STATE of Utah, Plaintiff and Respondent,
v.
Severin Lawrence MUNGER, Defendant and Appellant.

No. 17703.

Supreme Court of Utah.

February 17, 1982.

Severin Lawrence Munger, pro se.

David L. Wilkinson, Atty. Gen., Salt Lake City, for plaintiff and respondent.

DURHAM, Justice:

Appellant seeks review by this Court of a conviction in district court after appeal from the justice court and a trial de novo. His pro se arguments appear to be, first, that Section 41-6-46, U.C.A. (1953)[1] is invalid *722 on its face by reason of vagueness and, second, that the trial judge in district court erroneously construed the statute as creating an irrebutable presumption of guilt based on the statutory speed limits. This Court's recent decision in State v. Pilcher[2] determined that the statute is not unconstitutionally vague but is sufficiently explicit to inform the ordinary reader what conduct is prohibited.

Appellant's second point, that the court below applied the statute to him in an erroneous fashion, cannot be reviewed by this Court.

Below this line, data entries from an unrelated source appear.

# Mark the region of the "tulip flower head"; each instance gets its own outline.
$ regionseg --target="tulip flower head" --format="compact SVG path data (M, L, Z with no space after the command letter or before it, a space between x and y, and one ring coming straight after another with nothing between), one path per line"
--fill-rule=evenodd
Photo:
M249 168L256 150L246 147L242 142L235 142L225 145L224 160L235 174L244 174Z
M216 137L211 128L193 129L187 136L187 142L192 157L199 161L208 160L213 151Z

Article VIII, Section 9 of the Constitution of Utah, provides in pertinent part as follows:

... Appeals shall also lie from the final judgment of justices of the peace in civil and criminal cases to the District Courts on both questions of law and fact, with such limitations and restrictions as shall be provided by law; and the decision of the District Courts on such appeals shall be final except in cases involving the validity or constitutionality of a statute. [Emphasis added.]

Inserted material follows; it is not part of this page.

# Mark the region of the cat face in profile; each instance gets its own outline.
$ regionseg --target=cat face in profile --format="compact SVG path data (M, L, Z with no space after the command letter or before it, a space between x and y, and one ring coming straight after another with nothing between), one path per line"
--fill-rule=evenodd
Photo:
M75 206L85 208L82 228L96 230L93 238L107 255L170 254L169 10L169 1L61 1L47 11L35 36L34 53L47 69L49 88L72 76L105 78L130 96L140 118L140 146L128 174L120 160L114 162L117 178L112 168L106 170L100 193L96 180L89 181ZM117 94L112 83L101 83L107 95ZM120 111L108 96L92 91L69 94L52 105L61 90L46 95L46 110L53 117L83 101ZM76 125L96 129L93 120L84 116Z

While the language of Section 78-3-5, U.C.A. (1953) appears somewhat broader in referring to an exception for "cases involving a constitutional issue," the more narrowly drawn restrictions of Article VIII, Section 9 are controlling. The rule set forth in State v. Olsen,[3] interpreting that Section of the Constitution, is still applicable:

... The alleged error relates solely to construction, and therefore, however erroneous the interpretation of that court may be, it confers no right of appeal, because it does not fall within the exception contained in Sec. 9, Art. 8, Const.

Therefore, it appears that this Court has no jurisdiction to review the application of the statute to appellant by the trial court. There is jurisdiction on the vagueness issue, but our ruling in State v. Pilcher, supra, is controlling on the question of the validity of the law. Consequently, appellant's conviction in the district court must be affirmed solely as to the latter ground.

HALL, C.J., and STEWART, OAKS, and HOWE, JJ., concur.

NOTES

[1] Providing for prima facie speed limits.

[2] Utah, 636 P.2d 470 (1981).

[3] 18 Utah 484, 485, 56 P. 22 (1899).